Authors: Bridgette Ingram Fritz*, University of Tennessee, Liem Tran, University of Tennessee, Sally Horn, University of Tennessee, Larry McKay, University of Tennessee
Topics: Paleoenvironmental Change, Geographic Information Science and Systems, Geomorphology
Keywords: geomorphon, paleofloods, sinkhole detection, GIS
Session Type: Paper
Start / End Time: 1:20 PM / 3:00 PM
Room: Napoleon B2, Sheraton 3rd Floor
Presentation File: No File Uploaded
This study is part of a larger paleoflood desktop survey for the Upper Tennessee River Basin in which we employ hydraulic modeling, multi-level landscape/landform classification, and geographic information systems (GIS) overlay analysis to develop a desktop model which predicts the presence of Holocene-age paleoflood deposits in different geomorphic settings. For this particular study, we focus on sinkholes which serve as repositories for paleoflood deposits. We first applied the landform classification method geomorphon using US Geological Survey digital elevation models at 1m and 10m resolutions.
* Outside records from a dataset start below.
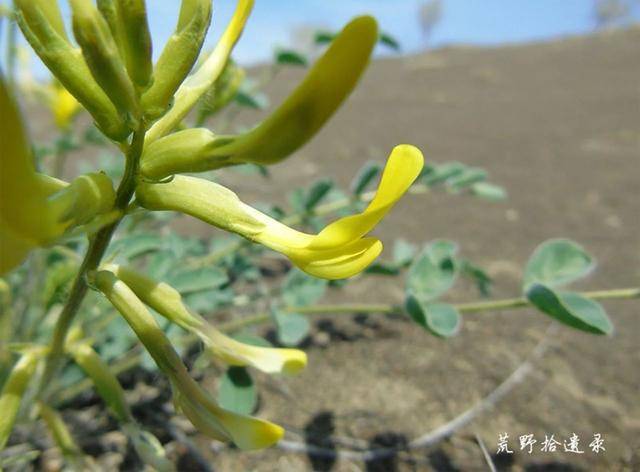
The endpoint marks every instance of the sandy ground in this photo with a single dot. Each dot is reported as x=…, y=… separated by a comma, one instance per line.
x=557, y=124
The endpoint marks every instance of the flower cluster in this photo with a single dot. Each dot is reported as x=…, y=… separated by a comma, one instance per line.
x=140, y=105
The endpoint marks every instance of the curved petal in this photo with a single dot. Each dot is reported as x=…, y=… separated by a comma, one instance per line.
x=245, y=431
x=338, y=251
x=403, y=167
x=167, y=301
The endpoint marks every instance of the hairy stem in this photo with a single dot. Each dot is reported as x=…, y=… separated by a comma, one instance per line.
x=97, y=248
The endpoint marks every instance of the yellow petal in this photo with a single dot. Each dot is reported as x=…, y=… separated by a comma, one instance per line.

The geomorphon method, which is based on the principle of pattern recognition, delineates the ten most common landforms present across our study area (e.g., ridge, shoulder, spur, hollow, etc.). Next, we extracted the pit landforms from the geomorphon classification. Then, we applied a multi-criteria algorithm that evaluates the geological setting, spatial arrangement, and geometric ratios of these pits to decide whether they are true sinkholes or not. We calibrated the algorithm by comparing classified sinkholes with mapped sinkholes on USGS topographic maps as well as with sinkholes detected from aerial imagery. We will conduct field work in the next phase of the desktop survey to explore the sinkholes with high potential for the presence of paleoflood deposits.